Maryse Narcisse (born 1958) is a Haitian politician and doctor. She was a candidate in the 2015 and 2016 presidential elections from the party Fanmi Lavalas. She placed fourth in both elections, despite her supporters claiming victory in the latter. Narcisse had previously worked as a spokesperson for former Haitian president Jean-Bertrand Aristide, who later supported her during her presidential campaign.

== Biography ==
Maryse Narcisse was born in Pétion-Ville. She is the daughter of Denise Péan Narcisse, a teacher, and Marc Narcisse, a judge. She holds a master's in Public Health from Tulane University in the United States, and her Doctorate of Medicine from the State University of Haiti. She was married twice, the first time when she was 23, and she has one son.

Narcisse ran as the Fanmi Lavalas party candidate in the 2015 Haitian presidential election. She placed fourth in the election with 108,844 votes. However, Narcisse along with several other candidates rejected the results. A panel investigating the results found evidence of fraud and recommended that the results be annulled and a new election be held.

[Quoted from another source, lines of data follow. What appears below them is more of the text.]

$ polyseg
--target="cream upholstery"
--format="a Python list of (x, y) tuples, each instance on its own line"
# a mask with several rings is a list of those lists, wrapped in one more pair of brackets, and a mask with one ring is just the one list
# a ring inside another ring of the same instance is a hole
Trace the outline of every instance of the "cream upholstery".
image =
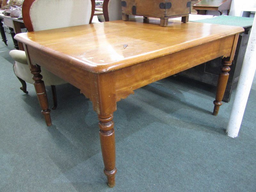
[(34, 30), (88, 24), (92, 6), (91, 0), (36, 0), (29, 10)]
[[(25, 52), (19, 50), (12, 50), (10, 52), (10, 54), (12, 59), (15, 61), (13, 65), (13, 70), (16, 76), (28, 83), (34, 83), (34, 81), (32, 79), (33, 75), (30, 73)], [(58, 85), (67, 83), (43, 67), (41, 67), (41, 71), (42, 72), (40, 74), (43, 77), (42, 80), (44, 82), (46, 86)]]
[[(88, 24), (94, 12), (94, 0), (24, 0), (23, 21), (29, 32)], [(22, 84), (20, 89), (28, 93), (25, 82), (33, 84), (34, 81), (25, 52), (14, 50), (10, 54), (15, 61), (13, 70)], [(57, 107), (55, 85), (67, 82), (43, 67), (41, 70), (45, 85), (52, 86), (54, 109)]]

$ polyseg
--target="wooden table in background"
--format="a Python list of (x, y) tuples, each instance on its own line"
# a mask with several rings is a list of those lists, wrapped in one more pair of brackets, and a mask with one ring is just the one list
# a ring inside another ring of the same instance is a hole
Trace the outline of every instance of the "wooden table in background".
[(15, 37), (23, 44), (29, 57), (48, 125), (52, 124), (50, 111), (40, 66), (80, 89), (92, 102), (100, 121), (104, 172), (111, 187), (115, 185), (116, 172), (112, 120), (116, 102), (134, 90), (223, 56), (214, 102), (216, 115), (238, 36), (244, 30), (239, 27), (171, 20), (163, 27), (159, 22), (141, 18), (20, 33)]
[(217, 11), (222, 15), (222, 12), (227, 10), (228, 15), (232, 0), (201, 0), (195, 4), (192, 4), (193, 9), (196, 10), (198, 14), (206, 15), (206, 12)]
[[(10, 16), (5, 15), (2, 13), (0, 13), (0, 19), (4, 21), (4, 24), (8, 27), (10, 29), (11, 35), (13, 41), (14, 47), (17, 49), (20, 49), (23, 51), (22, 45), (21, 46), (20, 46), (20, 48), (19, 48), (19, 45), (18, 44), (18, 42), (14, 38), (14, 36), (16, 34), (21, 32), (22, 28), (26, 28), (23, 20), (18, 19), (17, 18), (11, 17)], [(0, 31), (1, 31), (1, 35), (3, 39), (3, 41), (4, 42), (6, 45), (7, 45), (6, 43), (7, 40), (6, 39), (5, 34), (4, 33), (2, 23), (2, 22), (1, 23), (1, 26), (0, 26)]]

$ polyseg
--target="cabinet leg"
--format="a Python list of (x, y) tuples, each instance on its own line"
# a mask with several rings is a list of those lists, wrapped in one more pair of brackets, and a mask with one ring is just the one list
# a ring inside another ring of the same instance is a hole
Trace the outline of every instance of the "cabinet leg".
[(100, 120), (100, 139), (105, 168), (104, 173), (108, 178), (108, 184), (114, 187), (115, 184), (116, 147), (113, 114), (107, 116), (98, 115)]
[(223, 99), (229, 76), (228, 72), (230, 70), (229, 66), (231, 65), (232, 63), (232, 61), (226, 61), (224, 59), (222, 59), (222, 64), (223, 66), (221, 68), (222, 72), (219, 76), (215, 100), (213, 101), (214, 107), (213, 115), (214, 116), (216, 116), (218, 114), (220, 107), (222, 105), (221, 101)]
[(160, 26), (162, 27), (166, 27), (168, 25), (168, 18), (161, 18), (160, 19)]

She again ran as the Fanmi Lavalas candidate during the 2016 presidential election. Her 2016 campaign was endorsed by the former Haitian president Jean-Bertrand Aristide, who campaigned alongside her. Narcisse had previously worked as Aristide's spokesperson while he was in exile in South Africa. Early reports of the results indicated a close race between Jovenel Moïse and Narcisse, with her supporters claiming she had won and clashing with police in Port-au-Prince. However, election officials cautioned against claims of victory before an official announcement. In the official results, she again placed fourth with 95,765 votes.

In February 2026, she represented Fanmi Lavalas at the signing of the "National Pact for Stability and the Organization of Elections" by several other parties and civil society groups.